McMahon, 23, hit .355 in split time between Double-A Hartford and Triple-A Albuquerque last season before making the jump to the big leagues towards the tail end of the season. He batted .158 in 24 plate appearances (19 at-bats) with the Rockies. While in the bigs, McMahon spent most his time observing the functions of the team and learning how to be a major leaguer.
McMahon, a 2013 second-round draft pick, is in a position to assert himself as the everyday first baseman for the playoff-caliber Rockies. Between his performance in the minor leagues and defensive flexibility, McMahon makes the most sense for the Rockies at first base at this point.
First things first, he’s inexpensive. The Rockies have already spent $100-plus million-dollars this offseason and cannot afford to spend big with the impending free agency of Nolan Arenado (2020), Charlie Blackmon (2019), and DJ LeMahieu (2019).
Should the Rockies lose any one of those three, there will be another leadership void to fill. It’s likely Colorado will already be without longtime right fielder and clubhouse leader Carlos Gonzalez, who is expected to move on in free agency. Losing Arenado, Blackmon and/or LeMahieu would continue to erode the leadership corps that has been in place in recent years. McMahon could be a central figure in the next group of players to fill that looming void. McMahon, along with Brendan Rodgers, Riley Pint, and Raimel Tapia, could offer the sustainability Bridich and Co. will need in the years to come. Injecting McMahon now would be in Colorado’s best interest in the big picture.
McMahon, a natural third baseman, is capable of playing multiple infield potions. His versatility, paired with his offensive production, should warrant consideration for a possible utility role. Alexi Amarista — a personal favorite of manager Bud Black who signed a free-agent minor-league contract with Detroit — was not so productive in his first season in Colorado. McMahon’s skill set and affordability make perfect sense for the team to slide him into that role.
With his impressive batting average in the minor leagues last season, McMahon demonstrated his potential to evolve into an impact bat for the Rockies in the near future. On top of a robust .355 average, he also managed to drive in 88 RBI and blast 20 home runs. With as much offense as the Rockies already have, they would be foolish not to install McMahon into the team, especially with what other offerings are available.
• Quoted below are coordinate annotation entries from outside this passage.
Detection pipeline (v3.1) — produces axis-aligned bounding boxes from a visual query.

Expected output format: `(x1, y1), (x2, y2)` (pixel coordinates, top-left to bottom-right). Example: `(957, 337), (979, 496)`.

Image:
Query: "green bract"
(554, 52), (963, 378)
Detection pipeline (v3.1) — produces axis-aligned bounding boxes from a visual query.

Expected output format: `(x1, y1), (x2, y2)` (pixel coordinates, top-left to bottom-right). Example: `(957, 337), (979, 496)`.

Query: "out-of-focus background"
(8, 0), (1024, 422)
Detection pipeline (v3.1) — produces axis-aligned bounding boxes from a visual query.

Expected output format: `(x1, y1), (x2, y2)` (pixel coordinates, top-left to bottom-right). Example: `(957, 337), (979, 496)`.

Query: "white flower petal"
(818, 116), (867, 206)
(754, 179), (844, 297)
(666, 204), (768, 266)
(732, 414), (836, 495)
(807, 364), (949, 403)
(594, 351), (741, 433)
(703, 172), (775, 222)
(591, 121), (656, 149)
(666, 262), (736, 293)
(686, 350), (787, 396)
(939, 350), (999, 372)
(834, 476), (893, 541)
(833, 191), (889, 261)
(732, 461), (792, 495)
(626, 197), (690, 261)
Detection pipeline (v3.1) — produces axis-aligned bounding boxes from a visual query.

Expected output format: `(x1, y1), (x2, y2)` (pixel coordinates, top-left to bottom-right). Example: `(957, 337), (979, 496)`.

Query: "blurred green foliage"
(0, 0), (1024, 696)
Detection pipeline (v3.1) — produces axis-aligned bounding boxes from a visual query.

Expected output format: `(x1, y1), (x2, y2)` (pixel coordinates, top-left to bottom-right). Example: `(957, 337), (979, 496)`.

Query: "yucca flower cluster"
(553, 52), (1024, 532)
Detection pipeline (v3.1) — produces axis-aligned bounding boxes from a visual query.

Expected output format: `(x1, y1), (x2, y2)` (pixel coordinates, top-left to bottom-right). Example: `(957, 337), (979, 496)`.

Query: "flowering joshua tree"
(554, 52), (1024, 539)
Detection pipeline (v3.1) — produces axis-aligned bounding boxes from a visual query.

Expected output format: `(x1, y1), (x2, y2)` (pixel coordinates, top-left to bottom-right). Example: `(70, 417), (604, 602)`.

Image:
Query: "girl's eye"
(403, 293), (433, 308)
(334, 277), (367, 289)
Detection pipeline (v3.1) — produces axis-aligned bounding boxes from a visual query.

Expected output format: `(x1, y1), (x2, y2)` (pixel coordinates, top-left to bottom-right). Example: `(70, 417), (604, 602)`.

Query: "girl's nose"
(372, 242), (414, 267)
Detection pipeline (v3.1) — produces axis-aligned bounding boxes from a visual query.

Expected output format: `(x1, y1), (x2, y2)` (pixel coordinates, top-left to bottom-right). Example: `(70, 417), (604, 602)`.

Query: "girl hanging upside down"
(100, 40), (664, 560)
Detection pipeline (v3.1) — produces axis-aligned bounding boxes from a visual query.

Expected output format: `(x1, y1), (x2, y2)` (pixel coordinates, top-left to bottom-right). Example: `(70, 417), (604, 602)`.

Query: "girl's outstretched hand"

Reynolds had a superb 2017 campaign in which he hit .267 with 97 RBI and 30 home runs. He was arguably the biggest bargain in the sport last season at $1.5 million. The odds that he can mimic his production of last year seem unlikely, and he will certainly come at a higher cost. Reynolds hit .284 with 61 RBI and 19 home runs ahead of the All-Star Game last season. Following the midsummer classic his numbers dipped significantly, as he only hit .243 with 36 RBI and 11 home runs in the second half. He was signed to a minor league contract last season and will surely command more than last year. After the offseason spending spree, the Rockies may not be able to afford Reynolds’ new asking price.
The Desmond first base experiment never really got off the ground last season, so it would make sense for Desmond and McMahon to split time at first base to open the season. That would allow Colorado to attempt to revive their so-far failed experiment and start to cement McMahon for the future. Utility infielder Pat Valiaka is another option, but he proved most valuable as a clutch pinch-hitter with power and a valuable asset coming off the bench capable of playing any infield position.
All in all, McMahon makes the most sense for the Rockies at first base for 2018. At 23 years old, he fits the blueprint that Bridich has for winning now and in the future. He’s cost-effective and has the potential to generate just as much offense as some of the other options.
Spring Training is likely where the Rockies will identify their first baseman for the 2018 season and McMahon has an opportunity to rise to the occasion and help drive Colorado into the future.